I Tested CodeGraph on Hono. The Tool-Call Savings Reproduce — the Cost Savings Don't.
I Tested CodeGraph on Hono. The Tool-Call Savings Reproduce — the Cost Savings Don’t.
我在 Hono 上测试了 CodeGraph:工具调用次数的节省得以复现,但成本节省并未实现。
Two weeks ago CodeGraph hit GitHub trending — tree-sitter + SQLite/FTS5 + MCP for Claude Code, 19k+ stars in a week. The team published a benchmark on 7 repos showing 35% cheaper, 57% fewer tokens, 46% faster, 71% fewer tool calls vs. baseline. Those are big numbers. They’re also numbers from a benchmark designed by the team that built the tool, on repos they chose. Designer bias is the #1 risk in any retrieval benchmark — when you pick the test repos and write the ground truth, you’ll consciously or unconsciously favor your own tool’s strengths. 两周前,CodeGraph 登上了 GitHub 趋势榜——它结合了 tree-sitter、SQLite/FTS5 和用于 Claude Code 的 MCP,在一周内获得了超过 1.9 万颗星。该团队发布了一项针对 7 个代码库的基准测试,显示与基准方案相比,成本降低了 35%,Token 消耗减少了 57%,速度提升了 46%,工具调用次数减少了 71%。这些数字非常亮眼。但它们来自一个由工具开发团队自行设计、并由他们挑选代码库的基准测试。在任何检索基准测试中,“设计者偏见”都是首要风险——当你选择测试库并编写标准答案时,会有意或无意地偏向自己工具的优势。
So I ran an independent test on an 8th repo — Hono (TypeScript, ~280 source files, in neither CodeGraph’s published 7-repo suite nor any other published benchmark I could find). 5 architectural questions covering different retrieval shapes, with a deliberate control case (Q5) where the tool should not win. Two conditions (baseline grep+Read+Glob+Explore vs. CodeGraph active), 4 repeats per question per condition. 40 runs on Claude Opus 4.8 — and, critically, every CodeGraph run was verified to have connected, and actual codegraph_* tool usage was recorded per run (more on why that sentence exists below).

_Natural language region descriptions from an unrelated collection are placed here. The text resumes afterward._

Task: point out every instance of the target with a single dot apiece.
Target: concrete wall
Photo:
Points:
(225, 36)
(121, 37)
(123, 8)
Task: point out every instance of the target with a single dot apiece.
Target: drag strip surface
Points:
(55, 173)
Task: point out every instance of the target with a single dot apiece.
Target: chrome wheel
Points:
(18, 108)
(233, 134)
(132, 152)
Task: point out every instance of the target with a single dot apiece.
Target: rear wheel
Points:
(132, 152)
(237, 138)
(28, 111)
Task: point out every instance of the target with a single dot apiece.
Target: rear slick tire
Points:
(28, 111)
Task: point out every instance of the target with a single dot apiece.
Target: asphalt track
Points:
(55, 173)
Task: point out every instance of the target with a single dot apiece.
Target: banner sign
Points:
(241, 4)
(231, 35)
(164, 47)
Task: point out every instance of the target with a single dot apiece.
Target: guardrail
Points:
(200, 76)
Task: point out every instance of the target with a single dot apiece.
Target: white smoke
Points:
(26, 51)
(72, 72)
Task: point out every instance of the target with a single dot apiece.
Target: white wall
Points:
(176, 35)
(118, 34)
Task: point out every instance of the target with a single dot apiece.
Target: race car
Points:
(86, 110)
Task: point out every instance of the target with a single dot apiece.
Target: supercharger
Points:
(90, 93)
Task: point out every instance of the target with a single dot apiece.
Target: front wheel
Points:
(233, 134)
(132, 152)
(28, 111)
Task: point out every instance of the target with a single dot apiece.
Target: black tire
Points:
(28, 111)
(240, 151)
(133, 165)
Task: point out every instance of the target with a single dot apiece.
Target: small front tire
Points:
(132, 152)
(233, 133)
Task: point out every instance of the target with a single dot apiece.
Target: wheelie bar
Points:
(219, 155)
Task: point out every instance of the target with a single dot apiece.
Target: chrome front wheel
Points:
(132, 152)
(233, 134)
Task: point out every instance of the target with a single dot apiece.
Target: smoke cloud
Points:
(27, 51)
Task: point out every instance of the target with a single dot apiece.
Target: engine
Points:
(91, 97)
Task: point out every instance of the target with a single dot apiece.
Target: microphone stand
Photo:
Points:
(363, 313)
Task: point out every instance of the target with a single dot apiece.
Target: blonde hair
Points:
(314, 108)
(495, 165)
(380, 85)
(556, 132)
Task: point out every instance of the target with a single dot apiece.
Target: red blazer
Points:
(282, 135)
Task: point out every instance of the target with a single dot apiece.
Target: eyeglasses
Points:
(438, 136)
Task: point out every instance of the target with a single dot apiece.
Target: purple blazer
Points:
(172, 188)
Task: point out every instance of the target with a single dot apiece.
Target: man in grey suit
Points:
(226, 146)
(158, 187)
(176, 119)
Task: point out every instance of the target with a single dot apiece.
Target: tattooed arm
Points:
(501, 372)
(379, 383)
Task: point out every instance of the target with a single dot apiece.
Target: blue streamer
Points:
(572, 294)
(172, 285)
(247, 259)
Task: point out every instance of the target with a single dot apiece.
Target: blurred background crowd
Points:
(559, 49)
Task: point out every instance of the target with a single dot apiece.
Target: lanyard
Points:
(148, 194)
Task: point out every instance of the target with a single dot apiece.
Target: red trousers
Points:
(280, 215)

因此,我在第 8 个代码库 Hono(TypeScript,约 280 个源文件,既不在 CodeGraph 已发布的 7 个库中,也不在其他任何我能找到的基准测试中)上进行了独立测试。我设计了 5 个涵盖不同检索形态的架构问题,并设置了一个刻意的对照组(Q5),在该场景下该工具本不应占优。测试分为两种条件(基准组:grep+Read+Glob+Explore vs. 实验组:启用 CodeGraph),每个问题在每种条件下重复 4 次。在 Claude Opus 4.8 上进行了 40 次运行——至关重要的是,我验证了每次 CodeGraph 的运行都已成功连接,并记录了每次运行中实际的 codegraph_* 工具使用情况(下文会解释为什么会有这句话)。
The result splits in a way the single published headline number hides — and the split is the useful part. tl;dr — On Hono, CodeGraph delivers a large, consistent reduction in tool calls (-55%, 14.0 → 6.3 avg) and a smaller latency win (-20%) — the published 7-repo direction reproduces here. But cost is a wash: +6.8%, not the published −35%. On narrow-scope questions (route lookup, middleware trace) CodeGraph is actually 20-43% more expensive, because each structural lookup loads a big chunk of graph context that costs more in cached tokens than the grep round-trips it replaces. 测试结果呈现出的分歧,被单一的发布标题所掩盖,而这种分歧恰恰是该测试最有价值的部分。简而言之:在 Hono 上,CodeGraph 确实带来了工具调用次数的大幅且持续的减少(-55%,从平均 14.0 次降至 6.3 次),以及较小的延迟优化(-20%)——这印证了此前 7 个代码库基准测试的趋势。但成本方面却持平:增加了 6.8%,而非官方宣称的降低 35%。在范围较窄的问题(如路由查找、中间件追踪)上,CodeGraph 的成本实际上高出了 20-43%,因为每次结构化查找都会加载一大块图上下文,其缓存 Token 的成本比它所替代的 grep 往返调用更高。
The cost win only appears on broad multi-file navigation (Q3 multi-runtime adapters: −29% cost, −80% tool calls, −53% latency). A second finding: baseline grep+Read has high variance — the agent occasionally spiraled to 47-52 tool calls on the broad questions, while CodeGraph never exceeded 16. Net at Hono’s size: CodeGraph makes the agent take fewer steps and finish faster, but not for fewer dollars. Total cost of the 40 valid runs: ~$14 of Opus 4.8 calls. Raw per-run CSV and the 5 verbatim prompts are below. 成本优势仅出现在广泛的多文件导航场景中(Q3 多运行时适配器:成本降低 29%,工具调用减少 80%,延迟降低 53%)。第二个发现是:基准组 grep+Read 的方差很大——在处理广泛问题时,Agent 有时会陷入循环,调用次数高达 47-52 次,而 CodeGraph 从未超过 16 次。总结 Hono 这种规模的项目:CodeGraph 让 Agent 执行步骤更少、完成速度更快,但并没有节省费用。40 次有效运行的总成本约为 14 美元的 Opus 4.8 调用费用。原始运行的 CSV 数据和 5 个逐字提示词附在文末。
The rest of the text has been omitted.